Furthermore, not all the devas are grotesque even in the simplistic sense. The dasavatara series goes from animals, to part-human to fully human. Of these only Narasimha is grotesque in this sense. No one, for example, would think of Rama as grotesque and most Hindus would want their sons to be like Rama. The dark-blue colour attributed to most gods is not supposed to be grotesque but associated with the srngara rasa.

Moving on to the most ‘sophisticated physics’, the meaning of ‘para’ and its relation to ‘iha’ remains unexplained. If ‘iha’ is all that exists, then what possibly can be ‘para’? Perhaps a state beyond existence and non-existence but if so how can it be regarded as scientific in the ordinary sense of the word?

Furthermore, even if we concede that these devas are a way of retaining ‘para’ within ‘iha’ for the happiness of the people, what has any of this got to do with the idea of itihasa? In what sense is the retention of ‘para’ within ‘iha’ a matter of the past which is the subject of itihasa? Very conveniently, itihasa is spared of the questions asked about history.
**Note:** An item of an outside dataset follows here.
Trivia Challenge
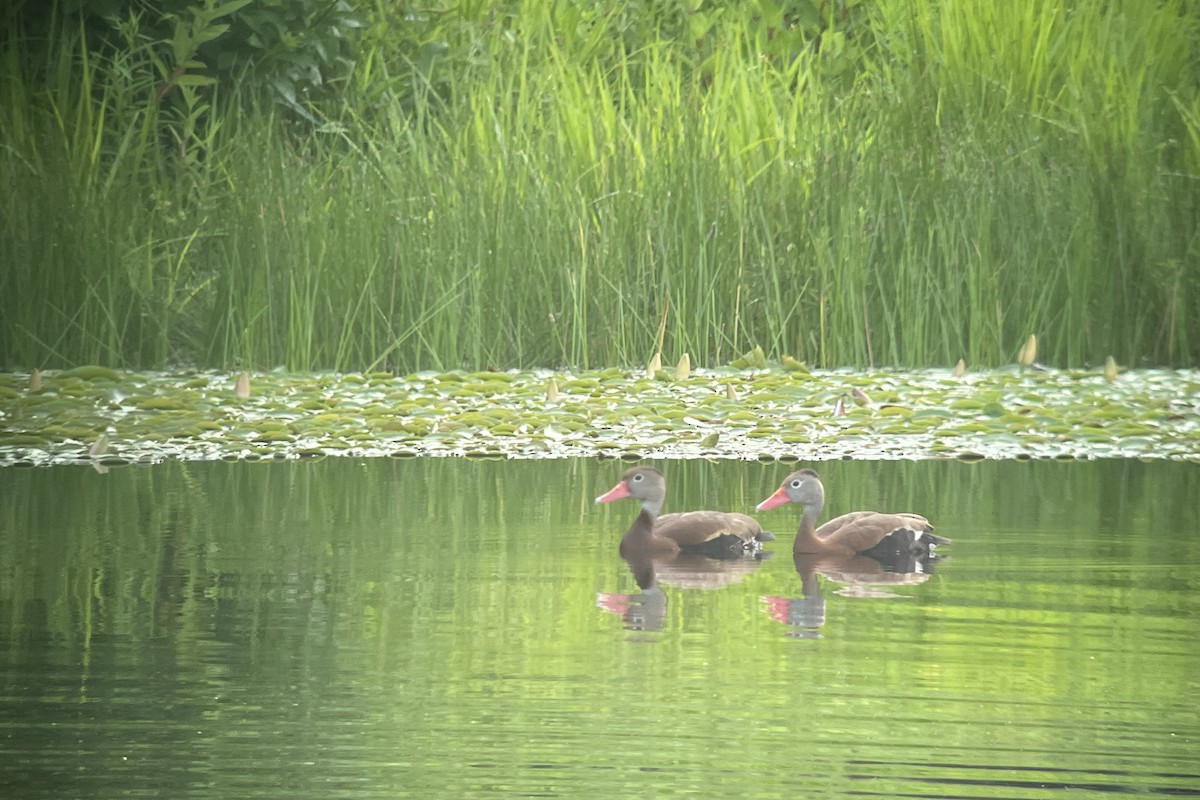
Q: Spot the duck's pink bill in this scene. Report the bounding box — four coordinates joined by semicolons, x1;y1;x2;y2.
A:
596;481;630;503
754;486;788;511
Just as one wonders what is “historical” about the explanation of events found in history, one could well ask what is “aitihasika” about the retention of ‘para’ within ‘iha’? If history cannot be considered as science because it is lacking in testable hypotheses, then what are the testable hypotheses with regards to itihasa? If it is the role of time, then how does time do its work over and above the processes that operate within its frame?

Finally, itihasa is not just about devas but forms a vast repository of information that discuss a range of issues, much of which has to do with worldly conduct. Perhaps it is best to regard them as encyclopedias of past knowledges on a great variety of subjects.

Conclusion

While Balu has been accusing the Western historians of bullshitting, it is quite evident that it is his own lecture that is full of bullshit. Many Indians may not take kindly to this assessment because they may see in Balu’s work an attempt to make ancient Indian thought meaningful in the contemporary world, especially in the Western academy. They genuinely believe that the knowledges which the West has accummulated are impotent in shaping the world for the good and that ancient Indian knowledges have a fruitful role to play in this regard, only if they are understood correctly. They may read Balu’s work as a step in this direction but that is false optimism.

There is nothing we are told here that, in essence, we have not already heard before, namely, that ancient Indians had achieved the highest knowledge and it was not bullshit, as some Westerners and now even some Indians believe, but the most scientific, the most sophisticated physics, while it is Western knowledge which parades itself as fruitful but is in reality bullshit. Yet, when the modern Indian guru is asked to explain in plain words the content of this highest knowledge, all we get is hand-waving.

This lecture does not explain ‘para’ and what it means to access it in ‘iha’ and what it has to do with happiness in the world and why it has to take the form of grotesque gods and why such knowledge should be considered itihasa? This is not a complaint as an attempt to do so would have imposed upon us even more arcane rubbish but the problem would not be its obtuseness but that it would be bring us no closer to understanding Indian thought than what has been done in this bullshit of a lecture.